7 min readMar 13, 2024

Whisper architecture diagram from Radford et al (2022): a transformer model “is trained on many different speech processing tasks, including multilingual speech recognition, speech translation, spoken language identification, and voice activity detection. All of these tasks are jointly represented as a sequence of tokens to be predicted by the decoder, allowing for a single model to replace many different stages of a traditional speech processing pipeline.”

Automatic speech recognition is the ability to convert human speech to written text. The idea is to take a piece of recorded audio and transcribe it into written words in the same language, or first translate it to another language and then transcribe it in that new target language. Whisper is a very popular series of open-source automatic speech recognition and translation models from OpenAI. I grew up in Canada and happen to speak English and French. In this article, I will give you a practical hands-on example, with code, that I used to perform transcription and translation from English-to-English, English-to-French, French-to-French, and French-to-English.

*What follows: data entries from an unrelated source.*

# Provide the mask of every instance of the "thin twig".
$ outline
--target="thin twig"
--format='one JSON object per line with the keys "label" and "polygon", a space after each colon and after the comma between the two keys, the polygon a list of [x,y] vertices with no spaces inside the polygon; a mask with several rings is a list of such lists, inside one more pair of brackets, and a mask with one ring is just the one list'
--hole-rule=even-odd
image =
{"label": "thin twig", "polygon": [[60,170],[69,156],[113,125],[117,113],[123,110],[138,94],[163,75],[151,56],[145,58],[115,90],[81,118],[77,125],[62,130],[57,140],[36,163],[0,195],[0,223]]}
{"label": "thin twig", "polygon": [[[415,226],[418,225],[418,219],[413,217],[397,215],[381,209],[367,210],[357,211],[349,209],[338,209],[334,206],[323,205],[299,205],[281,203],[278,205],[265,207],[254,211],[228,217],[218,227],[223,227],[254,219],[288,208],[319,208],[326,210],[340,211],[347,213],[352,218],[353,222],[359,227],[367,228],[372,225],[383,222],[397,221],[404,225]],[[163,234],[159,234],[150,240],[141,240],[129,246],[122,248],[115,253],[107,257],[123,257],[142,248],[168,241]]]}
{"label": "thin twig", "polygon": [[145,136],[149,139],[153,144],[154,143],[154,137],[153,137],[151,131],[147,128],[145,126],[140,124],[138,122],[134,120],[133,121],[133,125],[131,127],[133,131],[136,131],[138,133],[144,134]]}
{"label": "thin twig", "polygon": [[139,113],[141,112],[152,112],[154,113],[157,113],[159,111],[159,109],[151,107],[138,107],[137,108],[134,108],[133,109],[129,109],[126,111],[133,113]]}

The idea is to equip you with the tools you need to run inference yourself for all of your translation or transcription needs. The example will also enable you to deploy the code without the need for a GPU and instead use more widely available CPUs.

Whisper Models

Whisper models, at the time of writing, are receiving over 1M downloads per month on Hugging Face (see whisper-large-v3). Whisper was trained on an impressive 680K hours (or 77 years!) of labeled audio data. Table 1 gives a summary of the current Whisper models available. We will be focused on the latest large-v3 model in this article, which shows a big gain in accuracy of 10–20% over large-v2.

Whisper Sample Code

I will walk you through the code I used to run inference on a CPU for Whisper. The PyTorch code is largely taken from the samples given here: https://huggingface.co/openai/whisper-large-v3, with some slight modifications to run on CPU.

Install Dependencies

First, from the command line, install the PyTorch CPU version. At the time of writing, this is PyTorch version 2.2.1+cpu.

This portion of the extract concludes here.